North Korea gave hope late last year that the six-party talks - which have been stalled since it unilaterally withdrew from the forum in April 2009 in protest tightening of UN sanctions following an intercontinental ballistic missile test - could resume this year. However, the latest announcement from Pyongyang appears to scupper this.
The North initially reacted with anger to the new sanctions: their moth-balled Yongbyon nuclear reactor was restarted, South Korean workers were expelled from the Kaesong industrial complex and the nascent cross-border train service was suspended. Pyonyang has, until now, adopted a more conciliatory tone, presumably as the harsher sanctions have begun to take effect.
North Korea Links End of Sanctions to a Return to the Negotiating Table
North Korea is refusing to return to the negotiating table at the stalled six-party talks, claiming that the continuation of sanctions places them in an unfair position vis-à-vis the other five members of the round table group. The six-party talks, which began in 2003 as a mechanism to ensure that North Korea abandons its nuclear arsenal and thus ensure the denuclearisation of the Korean peninsula, are hosted by China and include South Korea, Japan, Russia and the United States.
When Stephen Bosworth, the US special envoy for North Korea returned from Pyongyang in December it was with the belief that the North had agreed in principle to a 'no-strings attached' return to the talks. President Obama, whose letter Mr. Bosworth delivered to Kim Jong-il, made it abundantly clear that the North will not be rewarded for simply agreeing to start talking. Taking this last point into account it is difficult to see what Pyongyang hopes to gain from this latest act of defiance.
Are There Signs of a Warming of Inter-Korean Relations?
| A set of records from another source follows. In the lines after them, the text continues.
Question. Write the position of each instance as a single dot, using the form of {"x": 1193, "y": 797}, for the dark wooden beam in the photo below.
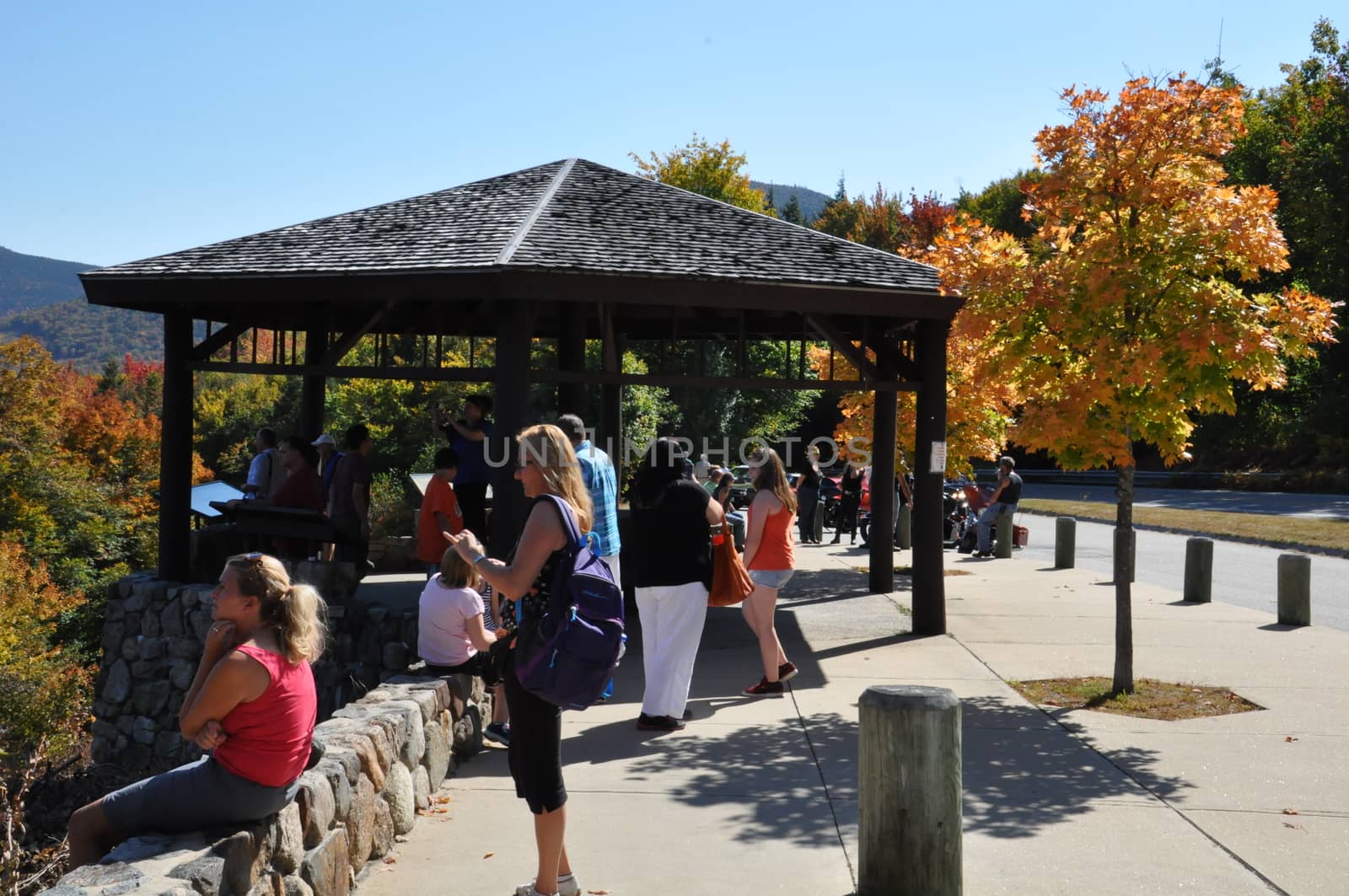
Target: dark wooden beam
{"x": 930, "y": 478}
{"x": 175, "y": 451}
{"x": 514, "y": 328}
{"x": 347, "y": 341}
{"x": 571, "y": 357}
{"x": 843, "y": 346}
{"x": 218, "y": 341}
{"x": 881, "y": 574}
{"x": 314, "y": 386}
{"x": 611, "y": 394}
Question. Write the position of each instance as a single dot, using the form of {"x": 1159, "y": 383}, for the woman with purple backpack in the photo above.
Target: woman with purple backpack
{"x": 546, "y": 467}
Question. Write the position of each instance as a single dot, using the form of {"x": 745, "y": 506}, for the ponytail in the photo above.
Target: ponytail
{"x": 297, "y": 610}
{"x": 303, "y": 622}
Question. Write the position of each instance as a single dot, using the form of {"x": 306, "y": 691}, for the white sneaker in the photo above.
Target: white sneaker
{"x": 566, "y": 887}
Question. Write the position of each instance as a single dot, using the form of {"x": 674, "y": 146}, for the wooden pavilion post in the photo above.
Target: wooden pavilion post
{"x": 881, "y": 536}
{"x": 514, "y": 330}
{"x": 175, "y": 451}
{"x": 314, "y": 386}
{"x": 930, "y": 431}
{"x": 571, "y": 357}
{"x": 610, "y": 437}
Relations between North Korea and its southern neighbour have soured dramatically since President Lee Myung-bak took office in 2008 and called a halt to his predecessor's 'Sunshine Policy' which provided unconditional aid to the North, effectively rewarding it for continued bad behaviour. North Korea's long-range missile and nuclear tests in early 2009 further exacerbated the situation and direct criticism from Seoul led Pyongyang to unilaterally suspend all dialogue.
There have been signs in recent weeks that the North is beginning to adopt a more open stance, work has restarted at the Kaesong industrial complex and talks have begun with a view to expanding the project in the future. Additionally, the North has agreed to let South Korea resume tourist trips, which have been suspended since a South Korean tourist was shot after straying into a prohibited area in Kamchung in July 2008.
North Korea Accepts South Korea's Offer of Food Aid
Perhaps most importantly, North Korea has also agreed to accept a small amount of food aid from its neighbour for the first time since President Lee took office. The amount of ten thousand tons is largely a symbolic gesture and will do little to ease the suffering which North Korean citizens are currently experiencing following yet another poor harvest, but along with other actions it does suggest that Pyongyang is keen to improve relations with Seoul and finally engage with the Lee government.
Total grain production was estimated at around 4.3 million tonnes for 2009, which is almost one million tons short of the amount North Korea needs to feed its entire population subsistence rations. The increased sanctions are hitting the country hard because this habitual shortfall has been made up in recent years by food aid donations from South Korea, Japan and the United States, but these and other donors have been reluctant come forward in the current climate, for fear of being seen to be rewarding North Korea's continuing bad behaviour.
Only time will tell whether North Korea will return to the six-party talks this year, and, if it does, whether it will have been from a change in posture when it sees that these latest demands have not been met, or whether it will have bowed to pressure from its sole ally China to press ahead with the diplomatic route.